Prescription Drug Pricing Reform: The Bark Is Bigger Than The Bite
Today President Biden has signed the Inflation Reduction Act (IRA) into law, which includes prescription drug pricing reform to lower the price that Medicare pays for certain high-priced drugs. In President Biden’s own words this will, “finally deliver on a promise that Washington has made for decades to the American people…we are giving Medicare the power to negotiate.”
If the program functions as envisioned, the Congressional Budget Office estimates $250 Billion will be saved in direct spending on prescription medicines. However, these estimates are based on a multitude of assumptions that are outlined in the IRA and as any Health Economist will respond when questioned about the validity of their estimates, “a model is only as strong as the assumptions it is built upon”. So let’s dive into the assumptions of the IRA…
Starting in 2023, CMS will negotiate the price of 10 eligible Part D drugs. The negotiated price will take effect in 2026. In 2027 and 2028, the number of drugs with negotiated prices will increase to 15 drugs. In 2029, the number will increase to 20 drugs. The drugs selected for negotiation will be based on total expenditure of specific drugs by Medicare Part D. Medicare Part D is an optional prescription drug benefit that covers the cost of outpatient medicines.
By 2028, the program will expand to negotiate the price of 15 eligible Medicare Part B drugs. In 2029, the number will increase to 20 eligible drugs. Medicare Part B covers the cost of medicines administered in a hospital setting.
A drug will be considered eligible for price negotiations if at least 9 years has passed since it was approved by the FDA (up to 11 years for biologics). A drug will be excluded from the list of eligible products if a generic or biosimilar of the medicine is approved, if the drug is approved for a rare disease and that is the only approved indication for the drug, or is a plasma derived medicine.
For the drugs eligible for negotiations, manufacturers will be required to submit evidence regarding the comparative clinical effectiveness of the drugs in order to assess if it represents a therapeutic advance compared to existing alternatives, as well as the price of existing alternatives. During the negotiations, A “maximum fair price” will be determined for each medicine based on a number of factors including the average non-federal manufacturer price, the number of years that have passed since FDA approval and the number of beneficiaries enrolled in the prescription drug plan.
So- will this result in significant decreases in what the government spends on prescription drugs? I wouldn’t be a good Health Economist if I didn’t answer the best way we know how to answer these questions- it depends.
If we look at the list of medicines with the highest expenditure for Medicare Part D in 2020, Revlimid is at the top of the list for Average Spending Per Dosage Unit ($794), Average Spending Per Claim ($16,237) and Average Spending Per Beneficiary ($122,432) with a total expenditure of $5.3 Billion.
Revlimid was approved by the FDA in 2006 to treat patients with multiple myeloma who received at least one prior therapy. In 2015, the indication was expanded to include newly diagnosed multiple myeloma patients who are not eligible for stem cell transplants and in 2017 the label was further expanded to include it as a maintenance therapy for patients following stem cell transplants. 2021 was the final year of exclusivity for Revlimid, and Teva launched a generic version in March 2022. Revlimid reported $12.8 Billion in sales in 2021. However, with the launch of a generic in the US it is estimated that sales will be $10 Billion in 2022 and will drop $2 Billion a year afterwards.
With this example, Revlimid was on the market for 16 years before a generic launched in the US. Under the IRA, it may have been eligible for negotiations in 2015 after 9 years on the market. Based on the methodology outlined in the program and Medicare Part D expenditures from 2013–2020, the government may have saved approximately $1.5 Billion annually on the cost of Revlimid.

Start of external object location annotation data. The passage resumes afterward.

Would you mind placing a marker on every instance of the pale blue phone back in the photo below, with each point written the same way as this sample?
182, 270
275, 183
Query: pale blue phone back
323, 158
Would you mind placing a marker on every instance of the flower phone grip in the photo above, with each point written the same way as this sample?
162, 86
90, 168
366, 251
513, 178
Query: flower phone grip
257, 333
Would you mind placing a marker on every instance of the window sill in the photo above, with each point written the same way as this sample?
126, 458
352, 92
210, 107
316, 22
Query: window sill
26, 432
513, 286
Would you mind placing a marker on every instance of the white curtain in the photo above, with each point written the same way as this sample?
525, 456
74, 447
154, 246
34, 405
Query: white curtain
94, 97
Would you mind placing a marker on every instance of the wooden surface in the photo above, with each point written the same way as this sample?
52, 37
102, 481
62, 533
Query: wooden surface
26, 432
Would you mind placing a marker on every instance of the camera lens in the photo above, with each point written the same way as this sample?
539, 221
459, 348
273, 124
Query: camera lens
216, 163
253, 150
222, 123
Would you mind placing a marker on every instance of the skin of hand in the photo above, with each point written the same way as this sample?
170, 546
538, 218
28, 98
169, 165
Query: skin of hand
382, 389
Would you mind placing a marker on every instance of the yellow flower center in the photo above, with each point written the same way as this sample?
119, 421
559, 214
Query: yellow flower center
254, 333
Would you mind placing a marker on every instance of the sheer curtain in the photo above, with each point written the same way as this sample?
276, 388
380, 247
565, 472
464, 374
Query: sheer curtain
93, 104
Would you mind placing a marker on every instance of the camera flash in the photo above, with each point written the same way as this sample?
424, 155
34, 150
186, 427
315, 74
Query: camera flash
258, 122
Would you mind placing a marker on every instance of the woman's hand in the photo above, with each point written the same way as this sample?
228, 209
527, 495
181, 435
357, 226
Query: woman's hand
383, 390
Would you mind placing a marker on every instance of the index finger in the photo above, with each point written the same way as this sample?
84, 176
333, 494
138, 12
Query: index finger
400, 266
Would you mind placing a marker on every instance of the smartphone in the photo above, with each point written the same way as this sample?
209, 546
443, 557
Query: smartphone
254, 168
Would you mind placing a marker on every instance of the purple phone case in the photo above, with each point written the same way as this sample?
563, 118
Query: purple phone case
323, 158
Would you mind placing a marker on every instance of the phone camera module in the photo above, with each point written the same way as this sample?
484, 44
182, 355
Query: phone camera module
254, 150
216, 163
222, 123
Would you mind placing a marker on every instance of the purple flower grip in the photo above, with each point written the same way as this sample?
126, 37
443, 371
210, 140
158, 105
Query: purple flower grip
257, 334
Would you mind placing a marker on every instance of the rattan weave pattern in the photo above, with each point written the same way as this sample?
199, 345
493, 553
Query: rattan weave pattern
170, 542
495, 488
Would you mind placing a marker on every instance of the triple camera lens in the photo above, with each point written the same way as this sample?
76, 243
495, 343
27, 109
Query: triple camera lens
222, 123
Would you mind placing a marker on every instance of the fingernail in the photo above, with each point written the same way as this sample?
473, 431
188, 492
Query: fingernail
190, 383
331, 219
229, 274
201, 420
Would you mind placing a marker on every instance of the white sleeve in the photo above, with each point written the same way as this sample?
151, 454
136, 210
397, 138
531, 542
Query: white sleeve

I consider the IRA a warning to the pharmaceutical industry that the US government can and will monitor the prices that Medicare is being charged for drugs. I do not believe it will significantly alter the pricing strategy for drugs in the US or upend the business model of the pharmaceutical industry. What may be more impactful on the pharmaceutical industry are the incentives in the IRA. We may see an increase in developing drugs for rare diseases, an increase in the introduction of generics and biosimilars in the US as well as an increase in the number of small biotech companies. For many, this could be considered a win-win. The IRA delivers on a long standing promise by elected officials to address the rising costs of healthcare in the United States and the pharmaceutical industry will continue to have free-pricing for at least 9 years following FDA approval.